Il n’y a pas de « sujet » entre l’Inde et Maurice sur cette question. Et l’Inde n’a jamais caché ses intérêts. En revanche, il y a un sujet local. L’ancien gouvernement a prétendu que les nouvelles infrastructures à Agaléga n’en font pas de l’île une base indienne. C’est un mensonge qui a été dénoncé par l’Alliance du Changement quand elle était dans l’opposition.
En Inde même, les dirigeants n’ont pas fait mystère de l’importance stratégique et logistique d’Agaléga pour l’armée indienne en termes de surveillance maritime. Cette surveillance sert les intérêts de l’Inde autant que ceux de Maurice. Nous n’avons toujours pas les moyens d’assurer nous-mêmes la surveillance de nos eaux territoriales, plus encore maintenant avec l’éventuel élargissement de nos territoires marins avec la rétrocession de l’archipel des Chagos. La visite du Premier ministre Modi peut être l’occasion d’une clarification et d’une justification. En diplomatie, il n’est pas rare de voir un petit pays se prévaloir du parapluie sécuritaire d’une puissance militaire.

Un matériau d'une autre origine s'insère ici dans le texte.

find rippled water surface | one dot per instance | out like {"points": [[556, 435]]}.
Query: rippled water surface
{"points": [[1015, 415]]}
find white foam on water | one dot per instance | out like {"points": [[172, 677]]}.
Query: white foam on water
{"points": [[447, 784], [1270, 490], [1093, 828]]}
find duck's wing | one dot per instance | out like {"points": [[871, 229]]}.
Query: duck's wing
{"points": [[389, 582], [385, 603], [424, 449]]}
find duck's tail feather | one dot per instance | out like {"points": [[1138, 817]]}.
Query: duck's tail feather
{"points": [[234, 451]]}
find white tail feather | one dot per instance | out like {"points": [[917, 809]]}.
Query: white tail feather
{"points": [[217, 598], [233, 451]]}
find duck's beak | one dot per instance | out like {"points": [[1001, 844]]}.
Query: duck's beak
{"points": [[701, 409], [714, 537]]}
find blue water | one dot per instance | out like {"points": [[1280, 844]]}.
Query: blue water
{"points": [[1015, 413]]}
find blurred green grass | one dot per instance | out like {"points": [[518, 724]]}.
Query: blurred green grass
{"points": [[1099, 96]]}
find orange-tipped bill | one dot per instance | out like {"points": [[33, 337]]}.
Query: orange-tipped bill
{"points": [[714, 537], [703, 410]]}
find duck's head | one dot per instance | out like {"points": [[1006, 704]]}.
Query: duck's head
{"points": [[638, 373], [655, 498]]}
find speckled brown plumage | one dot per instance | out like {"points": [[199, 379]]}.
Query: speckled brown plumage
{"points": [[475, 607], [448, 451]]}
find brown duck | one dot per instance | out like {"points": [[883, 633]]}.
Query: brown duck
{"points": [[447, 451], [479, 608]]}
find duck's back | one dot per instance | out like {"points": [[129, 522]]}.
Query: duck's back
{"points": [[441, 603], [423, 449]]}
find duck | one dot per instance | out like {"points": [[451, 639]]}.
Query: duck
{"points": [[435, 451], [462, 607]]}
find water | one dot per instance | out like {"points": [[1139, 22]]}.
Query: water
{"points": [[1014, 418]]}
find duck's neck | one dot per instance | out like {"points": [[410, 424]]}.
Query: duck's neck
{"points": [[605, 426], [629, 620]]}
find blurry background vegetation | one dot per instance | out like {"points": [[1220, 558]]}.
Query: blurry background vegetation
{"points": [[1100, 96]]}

Maurice est une position stratégique dans l’océan Indien. L’Inde cherche-t-elle à renforcer son empreinte militaire ou commerciale sur l’île, dans un contexte où elle rivalise avec la Chine ?
Bien au-delà de Maurice, l’Inde se soucie de la présence militaire chinoise dans l’océan Indien. Les stratèges indiens partagent l’analyse des Américains qui estiment que l’océan Indien se situe là où les grandes batailles du XXIe siècle se joueront. Les Indiens sont persuadés que la fameuse Route de la Soie qui a vu les Chinois s’installer dans plusieurs ports du pourtour de l’océan Indien est une manœuvre pour les encercler militairement, ce que dément Beijing.
C’est pour contrer cette « menace » que les Indiens déploient une double stratégie : développer un partenariat stratégique avec les Américains dans la région et installer leurs propres bases, d’où Agaléga. Ils sont extrêmement vigilants. Il y a quelques années, ils ont persuadé Maurice d’abandonner un projet chinois de port de pêche à Pointe-aux-Sables.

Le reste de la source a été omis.